Infilo la giacca, prendo la borsa e tengo il cappuccio sulla testa per non farmi riconoscere. Apro la porta lentamente, uno sguardo a destra, uno a sinistra: il corridoio è libero. Mi sposto in punta di piedi e mi dirigo verso le porte scorrevoli che vedo in lontananza, e immagino il momento in cui si apriranno per farmi uscire da qui.
Si parla di secondi: quattro, tre, due.
“Melissa te ne vai?”
Mi volto e vedo Giulio dietro di me.
“Sì, devo scappare, ho una serata importante.”
“E non mi dici niente?”
“Giulio: domani avrai un resoconto dettagliato, ma adesso devo muovermi…”
Le porte si aprono e io sono invasa da un terribile senso di colpa. Faccio un passo indietro, le porte si richiudono e mi volto di nuovo verso Giulio che, come immaginavo, è rimasto in piedi ad aspettarmi con un’espressione delusa.
Si distende appena mi vede raggiungerlo.
“Quindi? Che fai stasera?” bisbiglia.
“Luca mi ha invitato a cena e vuole presentarmi i suoi genitori.”
“Haha. Allora è proprio una cosa seria.”
“Non ti ci mettere anche tu, sono già abbastanza agitata.”
“Hai già deciso cosa metterti?”
“No, stavo giusto andando da Cassandra per farmi dare una mano.”
“Metti un abito di Enrico.” suggerisce.
“Non ci avevo pensato. Ho il suo vestito blu: classico, elegante… sarebbe perfetto, e a proposito: come va tra voi?”
“Direi bene.” dice arrossendo.
E mentre sto per congratularmi per la sua nuova love story, sento dei passi lungo il corridoio, gli do un bacio e fuggo via.

Sono in macchina, controllo l’ora sul display e realizzo che ho solo trentacinque minuti per scegliere cosa indosserò: speriamo che la selezione di Cassandra non preveda trenta cambi. Devo passare da casa, portare fuori Max, fare la doccia e conciarmi per le feste. E mentre penso alla frenesia che accompagnerà ogni singolo momento di questa serata, inizio a credere che dovrei smettere di agitarmi.

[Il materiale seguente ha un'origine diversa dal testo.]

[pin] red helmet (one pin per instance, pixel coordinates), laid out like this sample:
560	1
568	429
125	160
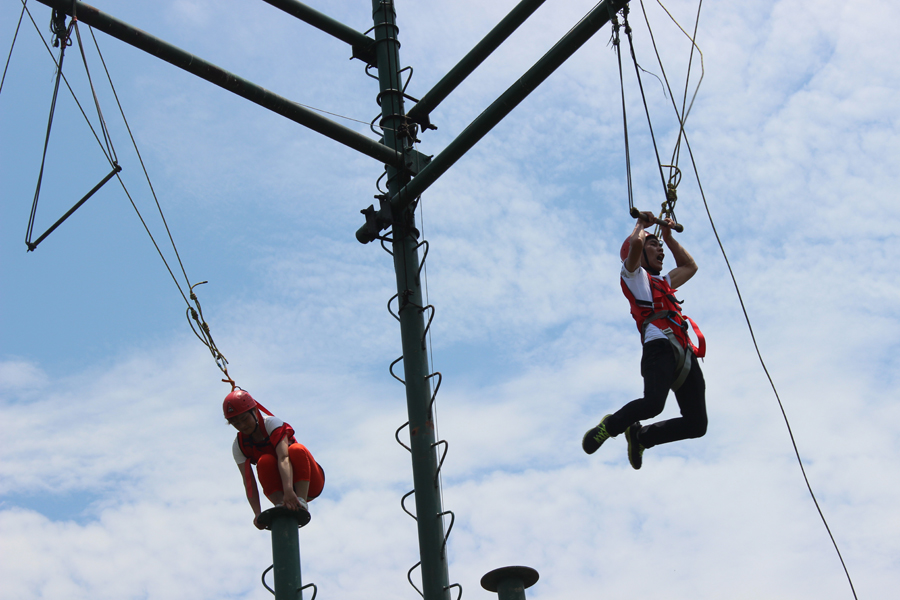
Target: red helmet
238	402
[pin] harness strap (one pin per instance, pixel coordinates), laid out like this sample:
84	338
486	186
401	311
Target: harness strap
682	356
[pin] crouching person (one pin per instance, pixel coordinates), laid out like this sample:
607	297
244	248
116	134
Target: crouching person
287	471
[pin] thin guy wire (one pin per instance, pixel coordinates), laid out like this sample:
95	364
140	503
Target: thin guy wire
109	145
71	91
766	370
144	168
13	45
63	43
121	182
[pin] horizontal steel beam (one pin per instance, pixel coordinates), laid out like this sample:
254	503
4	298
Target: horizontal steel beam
503	105
361	43
228	81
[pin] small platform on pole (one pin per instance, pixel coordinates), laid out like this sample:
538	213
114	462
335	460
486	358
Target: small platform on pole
266	517
510	582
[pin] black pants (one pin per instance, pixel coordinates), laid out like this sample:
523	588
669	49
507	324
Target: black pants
658	369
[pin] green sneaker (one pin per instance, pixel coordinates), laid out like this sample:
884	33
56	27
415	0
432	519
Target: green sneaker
595	436
635	449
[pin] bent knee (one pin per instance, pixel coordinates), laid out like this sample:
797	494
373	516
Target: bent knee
698	428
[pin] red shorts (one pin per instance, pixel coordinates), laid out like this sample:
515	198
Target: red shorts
305	469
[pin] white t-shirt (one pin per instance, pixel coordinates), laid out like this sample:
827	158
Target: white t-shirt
270	423
639	286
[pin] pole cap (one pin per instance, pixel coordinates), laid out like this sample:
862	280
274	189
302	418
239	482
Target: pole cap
491	581
266	517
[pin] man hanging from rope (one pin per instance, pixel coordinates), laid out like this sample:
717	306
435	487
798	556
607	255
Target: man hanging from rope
669	358
289	474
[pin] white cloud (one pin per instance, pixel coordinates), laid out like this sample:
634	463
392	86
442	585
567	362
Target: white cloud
110	404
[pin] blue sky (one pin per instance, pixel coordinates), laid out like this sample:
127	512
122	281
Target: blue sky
116	479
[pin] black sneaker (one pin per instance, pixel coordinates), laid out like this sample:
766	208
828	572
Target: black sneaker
595	436
635	449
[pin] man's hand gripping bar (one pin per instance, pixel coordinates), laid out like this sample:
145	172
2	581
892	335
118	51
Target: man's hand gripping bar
635	213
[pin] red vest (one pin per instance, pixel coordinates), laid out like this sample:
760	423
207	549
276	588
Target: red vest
667	312
254	450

Sì insomma, i genitori sono solo una piccola parentesi nella vita di coppia, e i suoi non saranno molto diversi da lui.
E allora perché sento il cuore battere a mille?

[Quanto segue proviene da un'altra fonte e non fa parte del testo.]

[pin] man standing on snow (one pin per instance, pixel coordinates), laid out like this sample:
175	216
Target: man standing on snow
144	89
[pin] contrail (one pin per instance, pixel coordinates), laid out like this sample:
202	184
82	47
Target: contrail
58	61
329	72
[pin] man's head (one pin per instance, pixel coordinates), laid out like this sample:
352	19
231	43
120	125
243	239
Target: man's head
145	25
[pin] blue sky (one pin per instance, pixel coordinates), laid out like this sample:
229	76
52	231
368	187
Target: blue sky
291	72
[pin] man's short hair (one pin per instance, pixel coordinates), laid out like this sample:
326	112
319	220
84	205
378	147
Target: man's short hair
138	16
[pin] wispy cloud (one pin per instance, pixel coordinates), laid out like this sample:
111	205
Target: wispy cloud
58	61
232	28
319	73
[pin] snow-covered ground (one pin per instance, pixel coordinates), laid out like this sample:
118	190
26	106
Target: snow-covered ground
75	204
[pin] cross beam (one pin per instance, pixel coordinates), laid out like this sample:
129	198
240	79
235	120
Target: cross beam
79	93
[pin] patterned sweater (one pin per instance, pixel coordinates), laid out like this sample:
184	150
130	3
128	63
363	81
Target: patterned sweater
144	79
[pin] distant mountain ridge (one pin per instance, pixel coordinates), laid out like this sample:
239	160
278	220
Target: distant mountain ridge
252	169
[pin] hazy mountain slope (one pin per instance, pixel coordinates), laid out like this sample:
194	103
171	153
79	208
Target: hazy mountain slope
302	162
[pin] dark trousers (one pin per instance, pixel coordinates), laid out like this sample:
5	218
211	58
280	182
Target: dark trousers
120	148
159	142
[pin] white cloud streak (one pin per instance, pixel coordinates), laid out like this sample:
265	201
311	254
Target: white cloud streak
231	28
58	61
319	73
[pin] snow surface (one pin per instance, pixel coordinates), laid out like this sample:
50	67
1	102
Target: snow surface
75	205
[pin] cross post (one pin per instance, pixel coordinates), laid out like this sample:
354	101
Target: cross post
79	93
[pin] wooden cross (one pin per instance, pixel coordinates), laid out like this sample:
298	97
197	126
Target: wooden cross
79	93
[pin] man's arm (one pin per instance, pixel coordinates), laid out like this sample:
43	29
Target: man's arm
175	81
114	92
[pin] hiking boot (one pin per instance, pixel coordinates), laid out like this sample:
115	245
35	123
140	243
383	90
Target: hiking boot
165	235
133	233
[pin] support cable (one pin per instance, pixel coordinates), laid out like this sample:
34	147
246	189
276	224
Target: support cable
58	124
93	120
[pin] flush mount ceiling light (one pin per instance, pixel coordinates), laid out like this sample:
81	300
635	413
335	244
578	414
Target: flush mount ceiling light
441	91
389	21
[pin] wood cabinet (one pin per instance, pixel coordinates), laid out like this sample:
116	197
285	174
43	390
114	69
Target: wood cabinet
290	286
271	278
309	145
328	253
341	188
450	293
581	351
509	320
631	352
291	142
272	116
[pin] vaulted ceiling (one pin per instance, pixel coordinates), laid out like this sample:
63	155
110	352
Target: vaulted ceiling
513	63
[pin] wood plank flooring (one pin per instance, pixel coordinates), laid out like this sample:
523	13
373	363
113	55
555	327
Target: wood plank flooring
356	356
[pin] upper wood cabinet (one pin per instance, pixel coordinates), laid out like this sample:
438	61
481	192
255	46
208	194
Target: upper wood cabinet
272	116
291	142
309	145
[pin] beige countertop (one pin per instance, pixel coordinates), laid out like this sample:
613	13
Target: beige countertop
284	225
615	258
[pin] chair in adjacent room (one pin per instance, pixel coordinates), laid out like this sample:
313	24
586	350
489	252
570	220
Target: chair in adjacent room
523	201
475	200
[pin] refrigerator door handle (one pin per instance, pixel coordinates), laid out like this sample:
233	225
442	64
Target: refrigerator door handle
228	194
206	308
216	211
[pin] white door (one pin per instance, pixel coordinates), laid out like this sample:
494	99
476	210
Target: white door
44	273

Arrivo da Cassandra, dopo sette minuti, suono il campanello e lei mi fa entrare.
Mi piace la sua nuova casa, anche il divano, che alla fine ha scelto di tenere, ma è la cucina il suo regno. Un vero concentrato di design e avanguardia racchiuso in venti metri quadrati: le piace stare comoda. L’appartamento è su un piano soltanto e vicino alla stanza della bambina, che ancora non sappiamo come si chiamerà, sorge la sua cabina armadio.
Mi fa accomodare e lì, su due piedi, mi viene da chiedermi come abbia potuto stipare una quantità così esagerata di vestiti nella sua vecchia stanza.
Cassandra mi indica uno stender dove sono stati appesi i tre look papabili della serata. Mi sento come Coco Chanel: anche lei doveva essere eccitata, quando le proposero le fragranze tra cui avrebbe scelto il suo profumo. Peccato che le mie sembrino decisamente cariche.
“Che ne pensi?” mi chiede entusiasta.
Appunto. Che ne penso?
“Vuoi spiegarmele? Ti va?”
Cassandra non sembrava aspettare altro, la vedo avvicinarsi decisa ai tre appendiabiti, si schiarisce la voce e attacca a parlare.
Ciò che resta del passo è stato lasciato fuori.